The engine ignition is designed to prevent the rocket body from becoming space debris by propelling the stage into the atmosphere for destructive reentry. Any debris was supposed to fall harmlessly into the ocean in an area previously identified in warnings to sailors and aviators.

“The Falcon 9 second stage was placed in the ocean as planned, but experienced an off-nominal deorbit burn,” SpaceX said in a social media post shortly after midnight EDT on Sunday. “As a result, the second stage landed safely in the ocean, but outside the target area.”

The second stage of the Falcon 9, adorned with NASA logos, is seen on the launch pad on Friday, September 27, 2024, ahead of the launch of Crew 9. Image: Michael Cain/Spaceflight Now.

The mishap has sparked an investigation by the Federal Aviation Administration (FAA), which oversees the company's launch licenses. SpaceX is currently in dispute with the FAA over fines related to Falcon 9 activities at the Kennedy Space Center and delays in obtaining clearance for the fifth test flight of its Starship vehicle from Starbase in Texas.

“The FAA is aware that an anomaly occurred during the SpaceX NASA Crew-9 mission,” the FAA said in a statement issued Monday. “No public injuries or damage to public property have been reported. “The FAA demands an investigation.”

Debris from the rocket stage should have fallen into a stretch of the Pacific Ocean that started east of New Zealand, but probably ended up falling further down, but still south of the equator, according to Jonathan McDowell, an astrophysicist and satellite and space launch tracker. .

“The most likely failure mode that still results in reentry is a light burn,” he said in a post on X, formerly known as Twitter. “So the entry is expected to be further along… but not too far along.”

McDowell told Spaceflight Now that he estimates deorbitation should have occurred around 1:55 p.m. EDT (1755 UTC) as the craft passed over Yemen. If everything had gone as planned, re-entry would have occurred about 35 minutes later.

SpaceX was scheduled to launch 20 satellites for OneWeb from its West Coast launch pad at Vandenberg Space Force Base on Sunday night local time, but that mission was suspended, along with a Starlink delivery mission from Cape Cañaveral originally planned for Wednesday.

“We will resume the launch after we better understand the root cause (of the problem),” SpaceX said in its statement.

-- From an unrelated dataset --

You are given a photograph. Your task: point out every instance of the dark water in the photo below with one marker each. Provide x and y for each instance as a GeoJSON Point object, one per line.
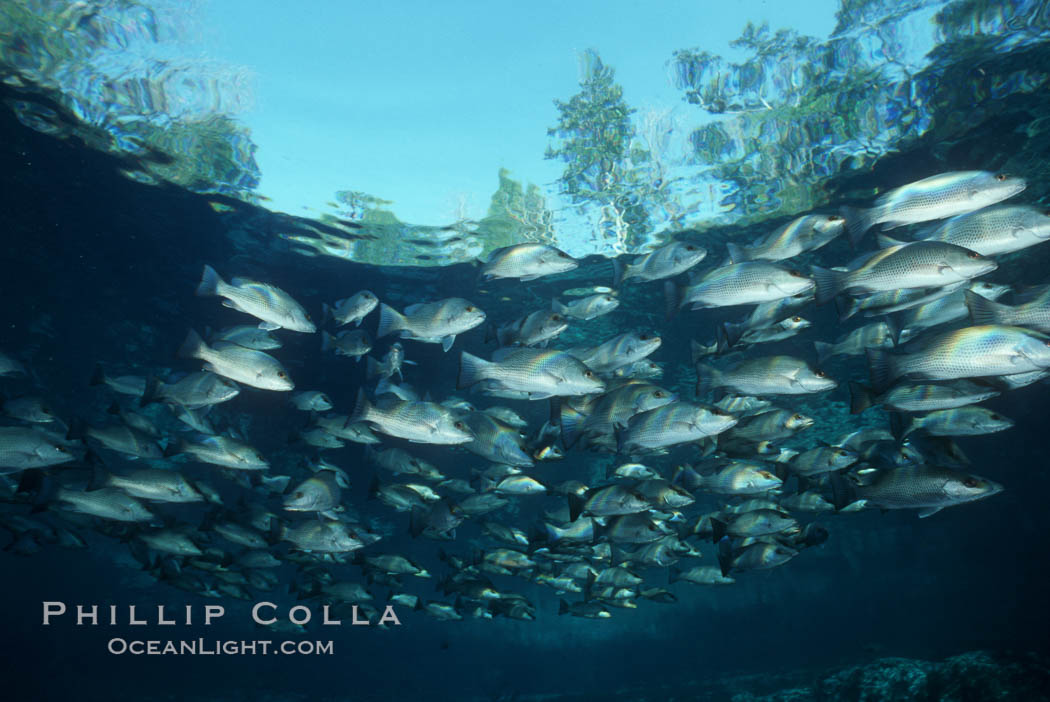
{"type": "Point", "coordinates": [99, 268]}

This will be the third grounding of the Falcon 9 fleet in three months. An upper stage problem caused the loss of 20 Starlink satellites on July 11. Flights resumed 15 days later, after the company determined the cause of a liquid oxygen leak and found a quick solution. A shorter suspension of just three days came when a first stage of the Falcon 9 made a crash landing on the deck of SpaceX's unmanned craft after a successful launch on August 28. The company has not revealed the cause of this mishap.

The grounding of the Falcon fleet will be of particular concern to NASA and the European Space Agency (ESA), which had planned to launch solar system exploration missions a few days apart in early October.

A Falcon 9 is scheduled to launch from Cape Canaveral on October 7 with ESA's Hera mission to study the Didymos binary asteroid system that was impacted by the DART mission in September 2022. Its launch window extends until October 27.

Then, on October 10, a Falcon Heavy, using the same second stage as the Falcon 9, will launch NASA's Europa Clipper on a mission to explore one of Jupiter's most intriguing moons. The Falcon Heavy will need its full performance for the $5 billion mission and two burns of the rocket's second stage will be required.

“NASA is fully committed to SpaceX research as NASA prepares for its upcoming missions and is assessing any impacts to the Europa Clipper mission,” the agency said in a statement Monday.

The spacecraft will be released from the rocket at a speed of approximately 25,000 mph (40,200 km per hour), the fastest speed ever achieved by a Falcon upper stage. The Europa Clipper launch window was recently extended to November 6.